April 27, 2020

 

Dear Diary,


I worked my shift, and said good bye to my husband sent him off to work, got all comfy and seriously tried to sleep, and yet again... I am up for the 3rd time in 4 hours.  Not always the same dream I today, but I will try to capture this last one a little...


Dream Journal - My first official posting with my job since I finally finished all the months of training.  18 years old and at an overseas location, my first time off the continental North America region.  I thought that this was suppose to be a team... a family... but I guess every family has a black sheep or 2.  I was in my room after work, locked the door, showered and lay down in bed.  I know I locked the door.  But I didn't know when or how he opened it, I never heard.  I just felt him when he jumped on me, I tried to get up, I tried turn over to face him.  He wouldn't let me though.  Recognizing that one arm was now behind my back and restrained, and no matter how much I fought he just overpowered me, I started to yell, I tried to scream, but nothing came out.  I yelled several times, and felt so alone.  I started to cry.  He tried to comfort me and tell me to be quiet.  I yelled out again, and then someone walked in my room and asked... What's going on in here... I started pleading for help and he kept saying that everything was ok.  The guy stood there for a while confused, but saw something that made him remove the one from on top of me.  Was it my yelling, my crying, my torn clothes... I will never know I guess.  But I will forever be thankful.  The intruder kept saying, You have it all wrong, she wants me here, she wanted this.  The nice man reported it, and there was an investigation.  I found out my intruders name was RC a member of my team, he told people that I let him into my room, and that we were playing around, I told them my side of everything.  The investigators just said that it was a he said-she said incident and that we had to write apology letters to the leadership, each other, and the investigators.  When I refused to write the letters and tried to argue it I ended up with extra duties.  New to this job, this lifestyle that I signed up for, and already I had lost my faith in justice, my leadership, and the police.  That's also when I found out how much people talk, and spread stories and rumors.  The next 2 years there were hell on earth, having to work with him and see him everyday.  When I left there then found out how small the little world of my job was, and how I would run into people over and over again.
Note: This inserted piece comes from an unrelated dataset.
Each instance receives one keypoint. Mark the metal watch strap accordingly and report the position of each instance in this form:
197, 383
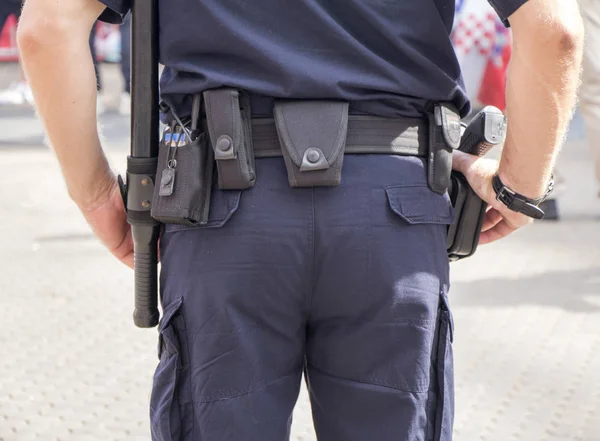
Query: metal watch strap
517, 202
I hope that facing these pasts will be helpful for me.  I tried to talk to counselors about it, but it never seemed to do anything for me.  They would ask questions and want more details.  The feelings, the smells, the little things...  It just seemed to hurt more, and ingrained some things into my mind.  Meditation and trying to clear my mind, only seemed to lend it to flashed of pictures and feelings, I never was able to get to that point of quietness and stillness that they recommended. I just want to sleep, with out having sleep aids that don't let me wake up when these dreams, these memories start.  To sleep with out being afraid of what's going to run though my head, or the horrors that I feel reliving these memories.  


Are there people that are just destine to live a life a horror, and other who never have to experience it at all?  Is there even anyone else that has been through as much as I have been through.  I found out that alot of other women, and even some men in that line of work experienced it.  I thought it was an honorable job, the right path for my life.  I thought it was the right choice and challenge for me when I was a teenage.  If I knew though, if I knew what I was going to suffer I wonder if I would have never taken that path.  I wonder if my choices in life were right at all.  My counselors said that I didn't have choices really, that things just happen... the I start to wonder, how much can just simply happen to one person.  The 6 years that I worked that job were rough... I had alot of pain, and loss.  More then I ever knew was humanly possible.